Forecast Expects Equipment Rental to Grow 16 Percent in 2013

Lift truck rentals
Thousands of dollars each year can be saved with rental forklifts.

Equipment rental in the United States is on the rise and more contractors and homeowners are renting equipment instead of spending more on new equipment or fleet purchases, says marketing information specialist and rental industry consultant Frank Manfredi.

Manfredi & Associates – based in Mundelein, Illinois – predicts in its 2013 Rental Industry Forecast that the U.S. equipment total will pass $32 billion this year, due in part to economic uncertainty in the USA and other parts of the world. The industry, which Manfredi has reported to be growing at a solid pace in 2011 and 2012, should expect a 16 percent rise this year, if the forecast is accurate.

The equipment rental industry is one economic area that actually benefits from uncertainty, Manfredi said in an RER Magazine article available online at https://tinyurl.com/aqxau34 . “Equipment users facing an uncertain future have turned to renting as a way to conserve cash. Renting is also an alternative for users who may be unable to obtain equipment purchase financing. The case for rentals is still strongest for equipment users that are utilizing their machines 50 percent of the time or less. Anyone who has a need for a production machine that is a primary tool in their fleet would be better off purchasing it.”
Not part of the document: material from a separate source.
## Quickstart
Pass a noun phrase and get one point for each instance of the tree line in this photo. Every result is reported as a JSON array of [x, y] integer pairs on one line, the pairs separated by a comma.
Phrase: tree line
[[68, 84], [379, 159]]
He added that emission regulations from the Environmental Protection Agency that went into effect a year ago had a positive effect on rental equipment utilization. Many machines built after 2011 are required to have more expensive Tier 4 interim engines, and higher purchase prices and uncertainty over performance and resale value have driven some businesses toward rentals.

Manfredi’s Rental Industry Forecast expects slow growth for the U.S. economy as a whole, an improving housing market, ongoing “high levels of demand from the energy sector” and manufacturers showing “improving non-residential construction investment.” It expects equipment sales to grow 5.4 percent over 2012 numbers, although that comes with a condition. “We expect the sales slowdown that began in the second half of 2012 to extend into the first half of 2013, with most 2013 growth occurring in the second half,” said Manfredi.